Friday, May 25, 2012

To Church or Not to Church

One of my best friends here in Kansas is a Southerner, a transplant from the heart of Kentucky, and she's lived here as many years as I have. We share a kindred spirit in our Southern heritage ... we both understand what Southern hospitality is all about; we know there is only one kind of tea, and that's sweet tea; we agree that the best way to say hello is with the word "hey," and if it's followed by the word "honey," that's even better; we can quote almost every line from Steel Magnolias; and we love, love, love Dolly Parton. She was one of the first friends I made after I moved here, and she's a keeper for sure. Her two sons are the same ages as my sons, and you can trust me when I say that those boys shared some adventures when they were growing up (think cow tipping, and you'll have a good idea of what I mean). Her oldest son now serves as a minister at the church I've attended for more than 20 years, and sometimes he delivers the sermons for the weekend. He's an incredible speaker ... one of the best I've ever heard, and I've heard a lot of speakers over the years. One of the things that always impresses me when he preaches is that he rarely looks at his notes ... he speaks from his heart, and I don't think I've ever heard him speak when I wasn't touched by something he said.

Last Sunday I spent the most of the day stretched out on my couch with the exception of spending a couple of hours taking pictures at a friend's son's graduation open house. I'm way far out of the loop when it comes to what's going on at church, and I didn't know that my Kentucky buddy's son was preaching last weekend. It wasn't until yesterday that she mentioned his sermon from the previous Sunday and said that I should listen to it on the church's website. I did ... and by the end of her son's heartfelt message, I was sobbing ... every word he spoke came straight from his heart ... and every word he spoke went straight to the core of my own. Here's the link ... http://olathechristian.org/teachings/ ... I would encourage you to listen for yourself; I promise you won't be disappointed. While his entire sermon spoke to me, it was something he talked about near the end of his message that really struck a chord deep within my soul.

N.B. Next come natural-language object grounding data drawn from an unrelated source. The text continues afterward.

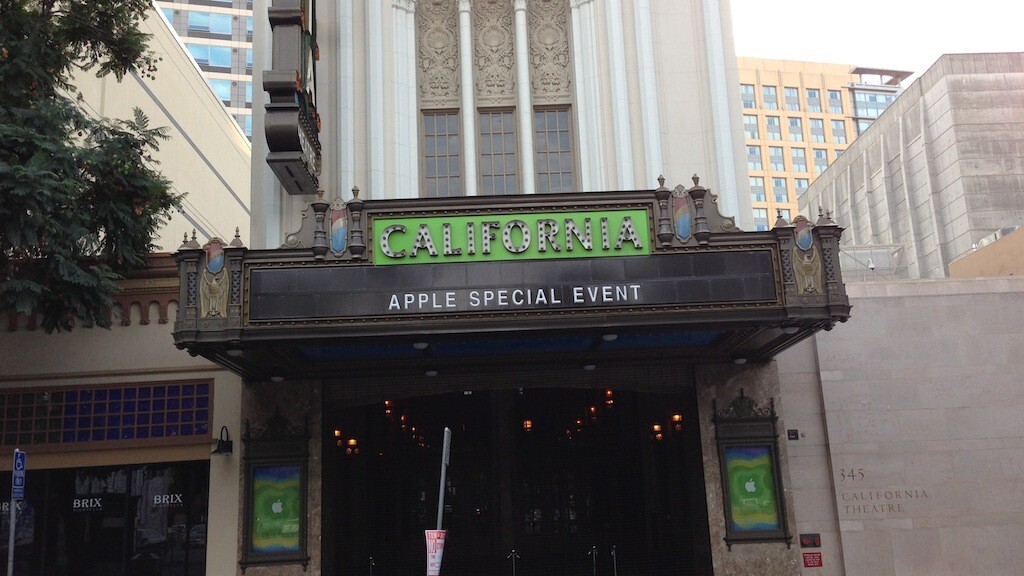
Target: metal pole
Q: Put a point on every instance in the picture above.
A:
(10, 537)
(445, 454)
(513, 556)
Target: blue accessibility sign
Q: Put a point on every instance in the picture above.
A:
(17, 476)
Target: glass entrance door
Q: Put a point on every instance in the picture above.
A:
(577, 482)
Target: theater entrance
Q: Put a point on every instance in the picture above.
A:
(576, 482)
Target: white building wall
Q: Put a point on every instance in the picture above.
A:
(940, 169)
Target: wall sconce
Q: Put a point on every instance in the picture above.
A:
(224, 444)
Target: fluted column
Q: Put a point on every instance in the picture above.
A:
(411, 103)
(400, 89)
(375, 101)
(722, 120)
(592, 83)
(582, 122)
(524, 105)
(620, 97)
(346, 98)
(648, 96)
(403, 18)
(468, 107)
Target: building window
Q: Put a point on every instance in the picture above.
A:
(747, 93)
(751, 127)
(779, 190)
(754, 158)
(801, 186)
(770, 96)
(835, 101)
(222, 88)
(817, 130)
(553, 146)
(792, 99)
(441, 155)
(212, 56)
(758, 189)
(760, 219)
(210, 23)
(813, 99)
(839, 131)
(799, 156)
(775, 159)
(118, 413)
(498, 154)
(773, 127)
(820, 160)
(796, 130)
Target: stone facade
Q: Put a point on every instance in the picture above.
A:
(909, 445)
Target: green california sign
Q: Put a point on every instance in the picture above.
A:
(511, 237)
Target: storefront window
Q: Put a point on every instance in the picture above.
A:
(120, 521)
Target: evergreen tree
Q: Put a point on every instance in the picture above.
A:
(80, 201)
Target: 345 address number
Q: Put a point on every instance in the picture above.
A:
(851, 474)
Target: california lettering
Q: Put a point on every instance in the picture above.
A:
(511, 237)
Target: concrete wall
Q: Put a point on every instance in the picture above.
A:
(138, 353)
(940, 169)
(922, 409)
(207, 156)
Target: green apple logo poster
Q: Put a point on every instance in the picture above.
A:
(752, 488)
(276, 503)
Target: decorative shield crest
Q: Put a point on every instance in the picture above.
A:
(215, 255)
(803, 233)
(339, 227)
(681, 214)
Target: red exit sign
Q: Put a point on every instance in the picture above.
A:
(812, 560)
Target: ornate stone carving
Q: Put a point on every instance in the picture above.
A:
(437, 45)
(549, 51)
(494, 54)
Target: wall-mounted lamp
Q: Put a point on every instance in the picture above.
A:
(224, 444)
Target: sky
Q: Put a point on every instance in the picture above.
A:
(907, 35)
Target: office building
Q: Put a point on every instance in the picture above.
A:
(798, 118)
(937, 174)
(218, 34)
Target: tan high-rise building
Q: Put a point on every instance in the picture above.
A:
(798, 118)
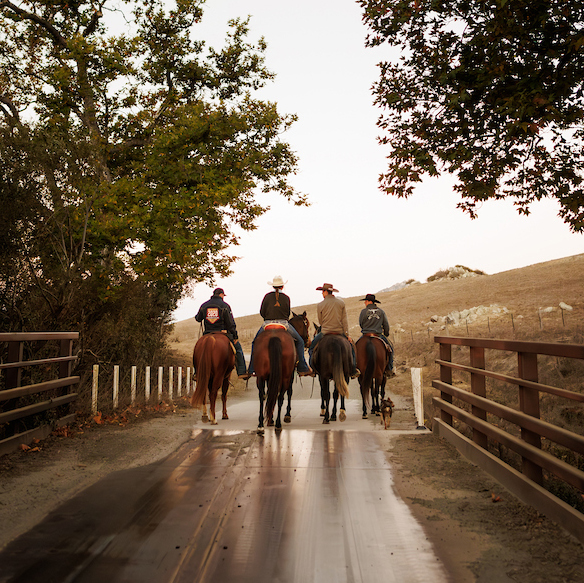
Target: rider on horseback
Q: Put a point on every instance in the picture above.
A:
(332, 318)
(275, 308)
(374, 321)
(217, 317)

The core of the sermon was about the story of Pharaoh and how we become like Pharaoh in our actions toward one another ... again, I would encourage you to listen to the message for yourself. But near the end of his sermon after reading about the fruits of the Spirit, the fruits of following Jesus that proclaim how we are really to treat one another, he talked about the 20-something age group and their lack of desire to attend church. Many young people of that age say they like Jesus, but they don't like the church ... and he's correct in that statement, I've heard some young people in my own life utter those very words. Then he went on to say that what people who make that comment really mean is that they don't like someone in the church ... someone in the church oppressed them in some way, someone in the church has been Pharaoh to them. Friends, that's a powerful insight, an insight that has had me thinking and wondering and contemplating if I've been Pharaoh to someone ... if I was the reason someone stopped attending church ... if I behaved in a manner that caused another to want nothing to do with people who call themselves Christians. The young pastor's words have made me get down on my knees and shed more than a few tears.

I'm not exactly sure why, but going to church is really, really, really hard for me now. Two years ago, I was active in many areas of church, from women's ministry to drama to Vacation Bible School. I had more friends than I could count, and I always looked forward to Sundays. Being at church was the highlight of my week ... learning and growing and sharing and worshiping with other believers. And now ... now, I wake up each Sunday and think, do I go to church today or not? Every single Sunday, I battle the "to church or not to church" question. And more often than not, I opt for not going. I know I need to go, perhaps more than I ever have before, and yet, it's so hard to go. I'm embarrassed when I cry there (and I cry a lot when I'm there) ... I'm filled with shame and guilt when I am there ... I'm lonely beyond measure when I'm there. Were it not for a friend who graciously encourages me to join her family at church, I know that I simply would not and could not go there on my own. And yet, at the same time, I miss it so very much, and as I listened to the sermon yesterday, my mind jumped back and forth between two things ... one a prayer, and one a verse from God's Word.

Please forgive me for the times I've been Pharaoh to others, God ... oh, please forgive me for those I've driven away from Your church, those I've oppressed or wounded or let down. Please forgive me for being Pharaoh, Lord, and help me to never be that person again.

"And let us consider how to stimulate one another to love and good deeds, not forsaking our own assembling together, as is the habit of some, but encouraging one another; and all the more as you see the day drawing near." Hebrews 10:24-25

 

1 comment:

Angi said...

Thank you for your words. I am glad to know that this revelation isn't just something I have felt. I posted a blog like this one not long ago and was told that I had been a pharaoh. A "if that's what a christian is i don't want any part of it" to at least one. And when there is one speaking out there are others who are not.
I have the same "to church or not to church" question every Sunday! So far the "not to church" has won out but i still feel the drive...desire to be there! Even though I will be starting over with a new church family.
I agree with the pastor and I'm NOT in the 20 something age group. I love Jesus but I don't like the people... the person I used to be... the person I fear becoming again when getting involved in church.